The supply increase, agreed upon by eight OPEC members, further fueled market anxiety. While energy products were excluded from the new U.S. tariffs, the broader economic implications weighed heavily on sentiment. The participating countries—Saudi Arabia, Russia, Iraq, Kuwait, Kazakhstan, Algeria, and Oman—committed to adding 411,000 barrels per day to the market in May.
“This comprises the increment originally planned for May in addition to two monthly increments,” stated OPEC’s official website.
This rise significantly outpaced expectations, which had projected a 140,000-barrel-per-day increase. It follows a planned April boost of 135,000 barrels per day, marking a continued rollback of the group’s earlier output curbs totaling 2.2 million barrels daily.
“The gradual increases may be paused or reversed subject to evolving market conditions.
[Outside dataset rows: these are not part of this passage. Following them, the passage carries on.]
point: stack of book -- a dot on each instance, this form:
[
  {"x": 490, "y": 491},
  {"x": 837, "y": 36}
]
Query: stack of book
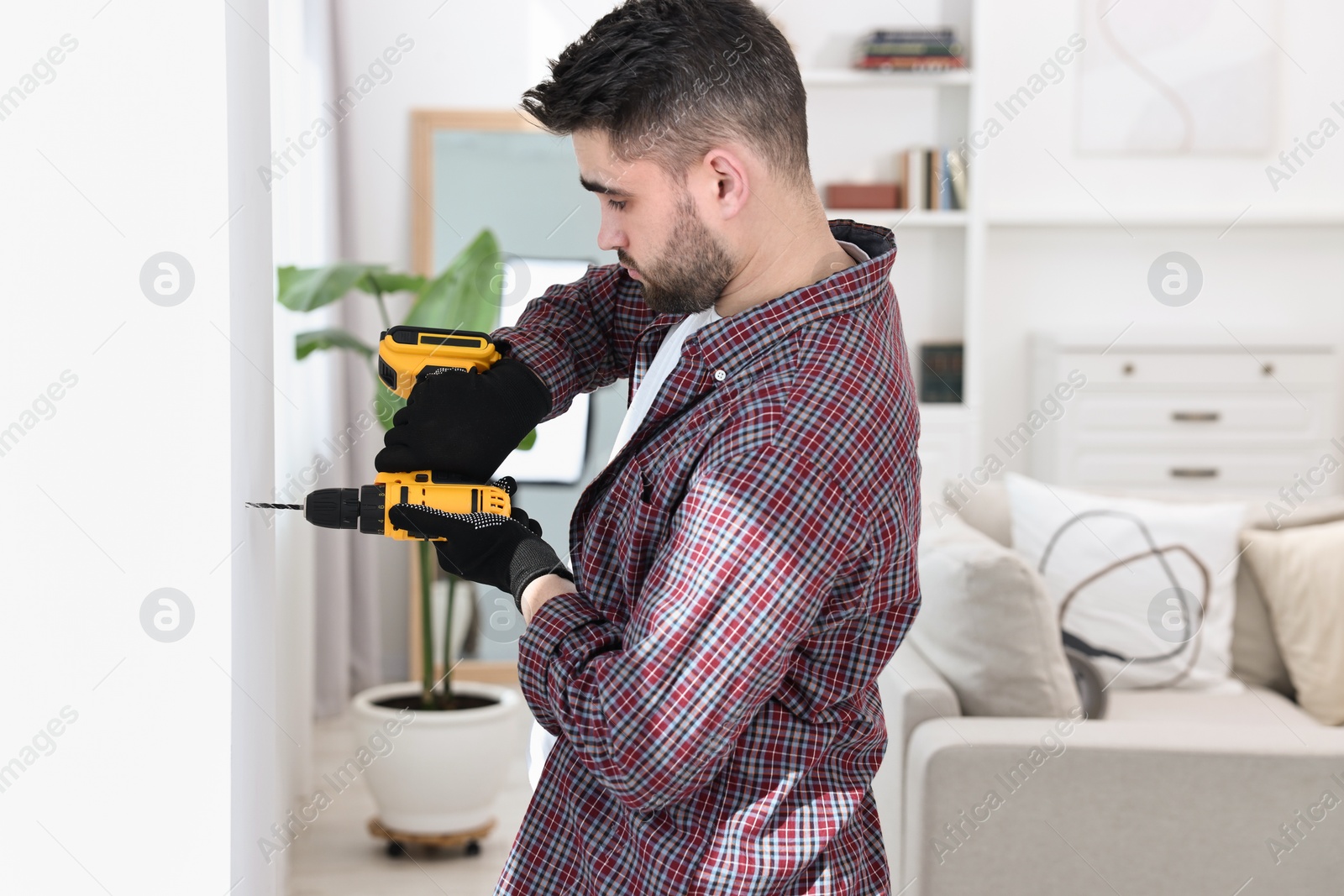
[
  {"x": 940, "y": 372},
  {"x": 933, "y": 179},
  {"x": 911, "y": 50}
]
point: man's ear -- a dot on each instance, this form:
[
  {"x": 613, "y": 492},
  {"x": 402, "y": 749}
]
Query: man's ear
[{"x": 729, "y": 177}]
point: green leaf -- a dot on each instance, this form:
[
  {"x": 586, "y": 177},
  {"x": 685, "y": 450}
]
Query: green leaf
[
  {"x": 381, "y": 281},
  {"x": 468, "y": 293},
  {"x": 386, "y": 403},
  {"x": 323, "y": 338},
  {"x": 302, "y": 289}
]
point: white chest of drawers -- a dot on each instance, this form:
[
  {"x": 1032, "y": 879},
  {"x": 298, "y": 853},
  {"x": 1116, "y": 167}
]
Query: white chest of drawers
[{"x": 1194, "y": 411}]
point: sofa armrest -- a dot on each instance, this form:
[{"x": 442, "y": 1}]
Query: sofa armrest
[
  {"x": 913, "y": 694},
  {"x": 1057, "y": 806}
]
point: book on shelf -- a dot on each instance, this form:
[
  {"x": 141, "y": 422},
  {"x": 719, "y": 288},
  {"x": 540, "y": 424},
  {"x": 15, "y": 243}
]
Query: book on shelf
[
  {"x": 911, "y": 63},
  {"x": 940, "y": 372},
  {"x": 911, "y": 50},
  {"x": 864, "y": 196},
  {"x": 934, "y": 179}
]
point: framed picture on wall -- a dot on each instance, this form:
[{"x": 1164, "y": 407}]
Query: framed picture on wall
[{"x": 499, "y": 170}]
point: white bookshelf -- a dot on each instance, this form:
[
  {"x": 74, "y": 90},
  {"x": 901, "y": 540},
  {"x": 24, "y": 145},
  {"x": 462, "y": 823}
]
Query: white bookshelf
[{"x": 860, "y": 123}]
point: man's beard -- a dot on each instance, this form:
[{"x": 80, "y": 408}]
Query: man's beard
[{"x": 694, "y": 271}]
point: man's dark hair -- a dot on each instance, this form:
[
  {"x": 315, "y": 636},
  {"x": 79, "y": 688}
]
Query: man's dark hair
[{"x": 669, "y": 80}]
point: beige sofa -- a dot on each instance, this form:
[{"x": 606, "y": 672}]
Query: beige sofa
[{"x": 1173, "y": 792}]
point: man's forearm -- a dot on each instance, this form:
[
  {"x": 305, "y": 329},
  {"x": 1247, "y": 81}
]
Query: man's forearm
[{"x": 542, "y": 590}]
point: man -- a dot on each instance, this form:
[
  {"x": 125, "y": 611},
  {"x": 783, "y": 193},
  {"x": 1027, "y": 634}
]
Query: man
[{"x": 745, "y": 566}]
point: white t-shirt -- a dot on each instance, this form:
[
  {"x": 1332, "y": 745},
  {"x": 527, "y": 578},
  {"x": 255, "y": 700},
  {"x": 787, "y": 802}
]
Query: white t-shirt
[{"x": 665, "y": 362}]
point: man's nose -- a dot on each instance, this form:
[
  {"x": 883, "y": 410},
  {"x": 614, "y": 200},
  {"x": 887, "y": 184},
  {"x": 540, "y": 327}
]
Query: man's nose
[{"x": 611, "y": 235}]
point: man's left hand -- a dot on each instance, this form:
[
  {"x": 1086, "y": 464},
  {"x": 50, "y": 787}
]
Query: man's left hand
[{"x": 501, "y": 551}]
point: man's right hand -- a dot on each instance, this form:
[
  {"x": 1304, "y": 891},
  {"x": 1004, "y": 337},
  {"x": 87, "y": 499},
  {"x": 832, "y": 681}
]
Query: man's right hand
[{"x": 465, "y": 423}]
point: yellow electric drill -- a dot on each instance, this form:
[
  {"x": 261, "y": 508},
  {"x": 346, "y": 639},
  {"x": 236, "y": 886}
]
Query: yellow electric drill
[{"x": 407, "y": 355}]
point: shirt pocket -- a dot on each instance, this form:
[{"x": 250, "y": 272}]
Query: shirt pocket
[{"x": 648, "y": 520}]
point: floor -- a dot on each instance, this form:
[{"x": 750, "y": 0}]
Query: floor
[{"x": 335, "y": 856}]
This flexibility will allow the group to continue to support oil market stability,” the organisation added.
“The eight OPEC+ countries also noted that this measure will provide an opportunity for the participating countries to accelerate their compensation.”
Some nations have exceeded their output targets in recent months, and this adjustment aims to balance the discrepancy. Kazakhstan, the United Arab Emirates, Nigeria, and Gabon were named as countries that had overproduced.
The group is set to meet again on May 5 to decide on production levels for June. However, tensions tied to U.S. tariffs could complicate supply projections. Trump’s recent actions include a 25% tariff on countries importing Venezuelan oil and threats of steep levies—ranging from 25% to 50%—on Russian oil buyers. He also alluded to “bombing” and “secondary tariffs” aimed at Iran, further unsettling global markets.
These “secondary tariffs” would function as sanctions via import duties, potentially affecting major purchasers of Iranian and Venezuelan oil like China and India.
Reduced exports from Iran and Venezuela could have a noticeable impact. Iran’s production, as reported by the U.S. Energy Information Administration (EIA), stands at 1.5 million barrels per day—1.4% of global supply. Meanwhile, OPEC data showed Venezuela’s output reached 900,000 barrels per day in Q1 2025, with January exports to the U.S. accounting for 250,000 barrels daily. Reuters noted an 11.5% drop in Venezuela’s exports in March due to new U.S. sanctions.